You could probably use something like a Firewall rules generator for basic rules... although I have in mind to make it more complex in the upcoming days...
Shouldn't it be vice versa?
Apps like Pure-FTPd and vsftpd are old and offer quite a limited set of features. Hence should be "rather well polished" and harder to hack since the obvious issues should be fixed already.

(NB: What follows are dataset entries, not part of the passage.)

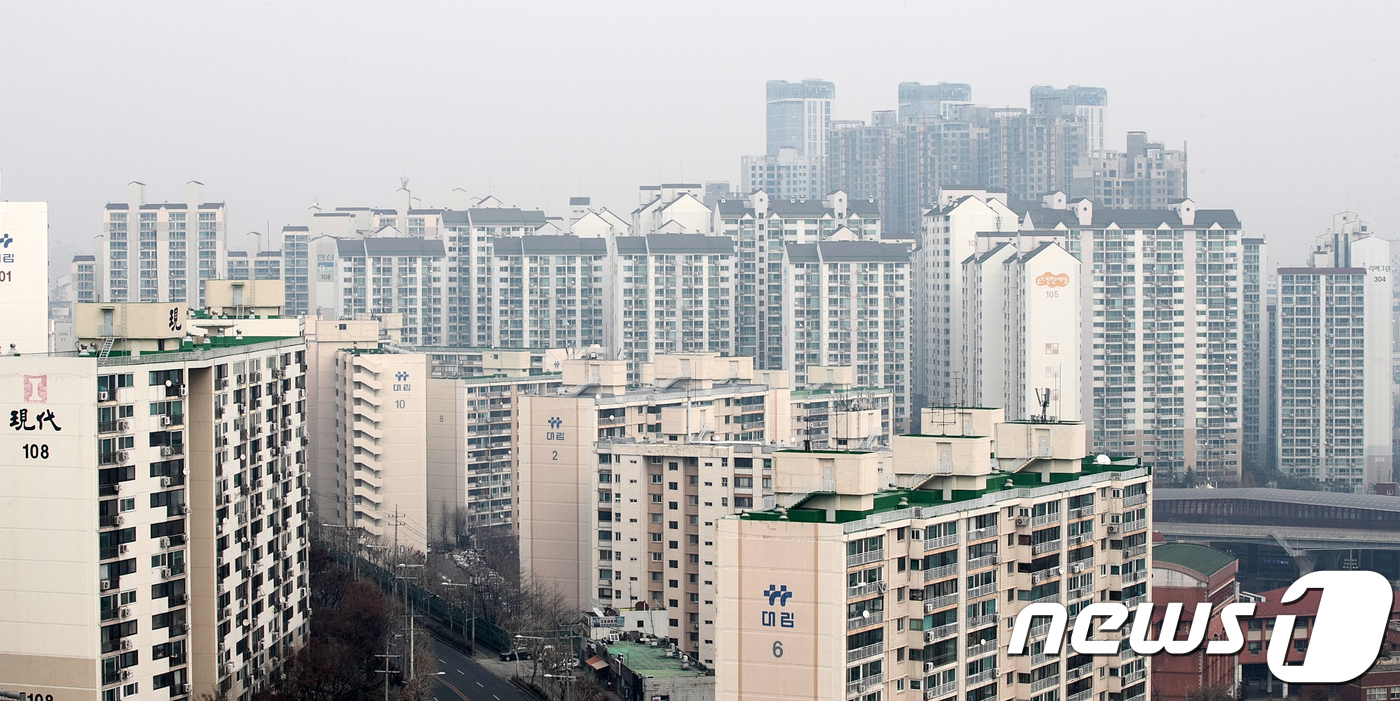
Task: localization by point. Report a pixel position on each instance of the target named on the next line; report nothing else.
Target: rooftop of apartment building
(994, 486)
(1203, 560)
(654, 661)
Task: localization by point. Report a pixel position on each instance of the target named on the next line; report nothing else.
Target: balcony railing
(982, 591)
(987, 675)
(861, 684)
(982, 648)
(977, 621)
(938, 572)
(934, 543)
(851, 592)
(860, 558)
(938, 602)
(941, 690)
(870, 651)
(941, 633)
(1073, 673)
(977, 563)
(860, 621)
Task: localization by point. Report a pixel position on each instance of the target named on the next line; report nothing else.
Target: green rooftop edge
(902, 497)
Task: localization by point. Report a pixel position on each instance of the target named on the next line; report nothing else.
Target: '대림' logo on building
(769, 619)
(1344, 641)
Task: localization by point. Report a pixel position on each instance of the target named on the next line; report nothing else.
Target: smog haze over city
(277, 107)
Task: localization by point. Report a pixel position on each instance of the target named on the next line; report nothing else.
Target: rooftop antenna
(1043, 399)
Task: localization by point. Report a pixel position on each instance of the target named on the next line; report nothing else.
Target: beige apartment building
(405, 447)
(153, 519)
(620, 487)
(851, 589)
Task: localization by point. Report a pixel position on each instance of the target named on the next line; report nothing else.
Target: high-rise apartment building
(924, 578)
(24, 272)
(1022, 315)
(948, 237)
(674, 293)
(394, 274)
(549, 291)
(84, 277)
(787, 174)
(760, 227)
(1147, 175)
(620, 487)
(935, 100)
(865, 161)
(798, 118)
(1084, 102)
(1255, 353)
(156, 526)
(164, 252)
(847, 304)
(1334, 351)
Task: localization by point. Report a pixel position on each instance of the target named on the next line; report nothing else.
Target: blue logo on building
(777, 593)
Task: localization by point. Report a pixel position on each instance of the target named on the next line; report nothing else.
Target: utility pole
(385, 670)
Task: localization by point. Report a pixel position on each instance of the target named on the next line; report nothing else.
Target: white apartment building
(154, 524)
(1333, 337)
(672, 293)
(24, 270)
(548, 291)
(1022, 315)
(760, 228)
(671, 209)
(800, 118)
(787, 174)
(924, 581)
(948, 237)
(160, 252)
(394, 274)
(846, 304)
(683, 399)
(406, 447)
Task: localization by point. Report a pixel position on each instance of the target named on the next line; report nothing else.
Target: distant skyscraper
(1147, 175)
(916, 98)
(1334, 375)
(1085, 102)
(798, 116)
(161, 252)
(24, 276)
(1255, 351)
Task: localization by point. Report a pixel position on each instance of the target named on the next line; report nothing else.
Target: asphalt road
(466, 680)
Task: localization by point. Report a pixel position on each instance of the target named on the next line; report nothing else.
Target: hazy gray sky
(1290, 109)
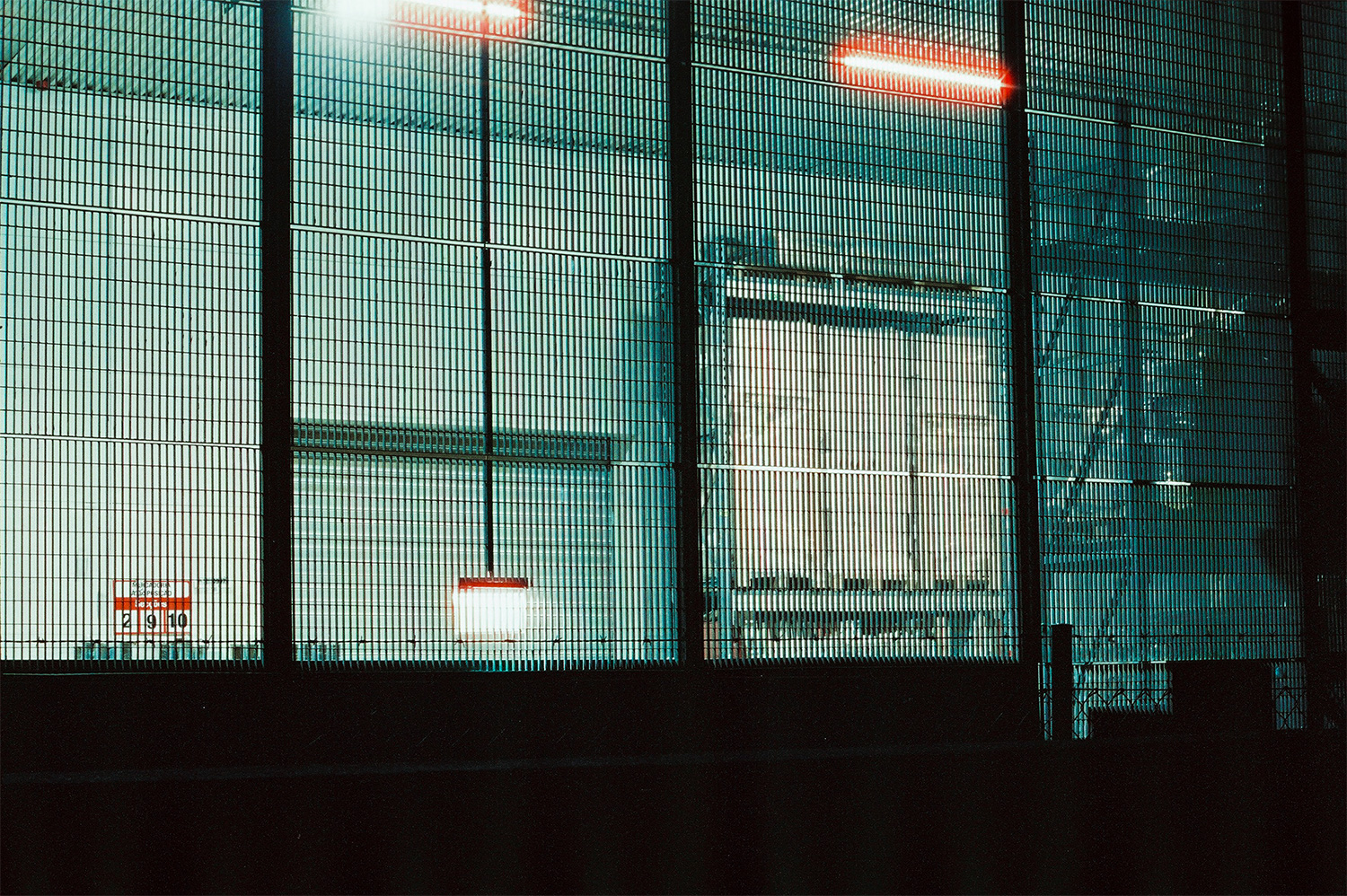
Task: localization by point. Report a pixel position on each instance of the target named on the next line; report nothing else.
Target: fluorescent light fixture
(374, 10)
(477, 7)
(489, 608)
(869, 62)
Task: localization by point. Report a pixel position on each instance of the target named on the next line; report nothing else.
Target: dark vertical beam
(1020, 296)
(1133, 382)
(1063, 683)
(683, 277)
(488, 411)
(1301, 358)
(277, 462)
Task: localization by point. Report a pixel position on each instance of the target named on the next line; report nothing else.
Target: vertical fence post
(277, 464)
(682, 193)
(1301, 358)
(1020, 299)
(1063, 683)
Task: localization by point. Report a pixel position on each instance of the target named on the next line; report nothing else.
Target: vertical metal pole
(1133, 376)
(686, 404)
(1301, 358)
(1020, 298)
(277, 462)
(488, 428)
(1063, 683)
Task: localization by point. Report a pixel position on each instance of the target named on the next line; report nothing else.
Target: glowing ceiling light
(374, 10)
(926, 72)
(899, 65)
(489, 610)
(477, 7)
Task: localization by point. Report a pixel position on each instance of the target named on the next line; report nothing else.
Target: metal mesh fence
(129, 220)
(482, 336)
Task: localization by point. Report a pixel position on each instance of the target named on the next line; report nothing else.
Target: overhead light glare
(929, 73)
(899, 65)
(462, 13)
(479, 7)
(489, 608)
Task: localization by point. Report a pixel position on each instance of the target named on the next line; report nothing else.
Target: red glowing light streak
(495, 18)
(924, 69)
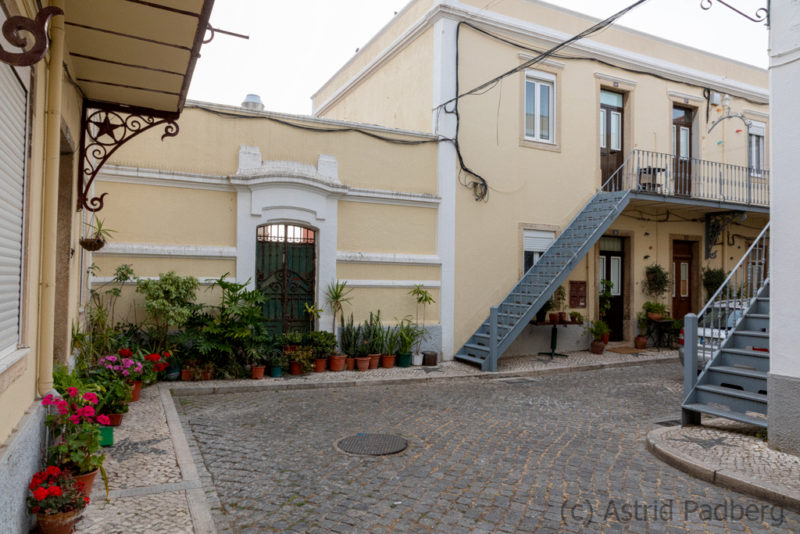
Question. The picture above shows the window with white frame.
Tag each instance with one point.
(756, 146)
(534, 243)
(540, 97)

Vice-versa would be...hackers deserve to use FTP? As a punishment?
It's a 1970s technology. No encryption. Plain text passwords. Baroque protocol. No support for 2FA.
There's zero reason in 2026 to use FTP. Use SFTP.
ftp and telnet FOREVER
The YOLO protocols.
Real cloud providers have a web firewall by default. This is not the firewall that is used inside instances, but the firewall that controls the rules for your cloud (and all of your virtual machines created in your cloud).
And this is why we can't have nice things
+1 on onidel. their platform is pretty cool and generally easy to use
This would be useful for low end machines where you don't want the CPU dealing with unnecessary packets /interrupts and can run without firewall.
But it adds cost, latency, complexity, and another point of failure.
We don't know how true this is. Every single Claude release is hyped up like that. Anthropic is very good at doomsday hype.
I second this. Not a single web firewall I have ever seen from a provider doesn't have at least one of these problems:
Now, if providers had some dirt simple feature to enable a simple firewall that is the exact equivalent of:
That would work well for the average client who only needs SSH, HTTP, and HTTPS open. Anyone who needs something more should at the very least know how to install a simple firewall frontend like UFW.
Or maybe just set up a minimal UFW config in the OS installation templates by default... Let the customer adjust it.
As @oloke mentioned, we do offer firewall group along with support for IP lists (IP sets).
I understand where some people are coming from when they say it is not necessary and that users of unmanaged services should know how to configure their own firewalls. That's fair to a point.
The fact, at least from experience with our customers, though, is the clients who benefit most from this are businesses (IT SMBs, SaaS providers, etc.), or even freelancers, individual developers. It is not that they do not know how to manage firewalls on their VMs - it's about scale. Once you're managing more than a handful of VMs, configuring and maintaining rules individually on each one quickly becomes tedious and inefficient. On top of that, there are dynamic IP lists that change frequently, such as monitoring services, GitHub Actions, or even internal whitelists. Managing these manually across multiple VMs without a centralised firewall rule set becomes a real pain.You could solve this with automation tools like Ansible, but if the provider offers firewall groups out of the box, that's usually the more straightforward and preferred option - which is the request that we received from lots of customers. There is also a potential bandwidth benefit depending on the platform. In our case, any traffic blocked by the firewall does not count toward your bandwidth usage.
That said, while unmanaged services do come with certain expectations, from a business perspective, we're always looking at ways to improve the user experience. We've supported firewall groups since launch, and IP lists are a more recent addition driven by strong customer demand.
I don't think this is gonna work, connection tracking on the node level for every customer is very very expensive and should not be expected.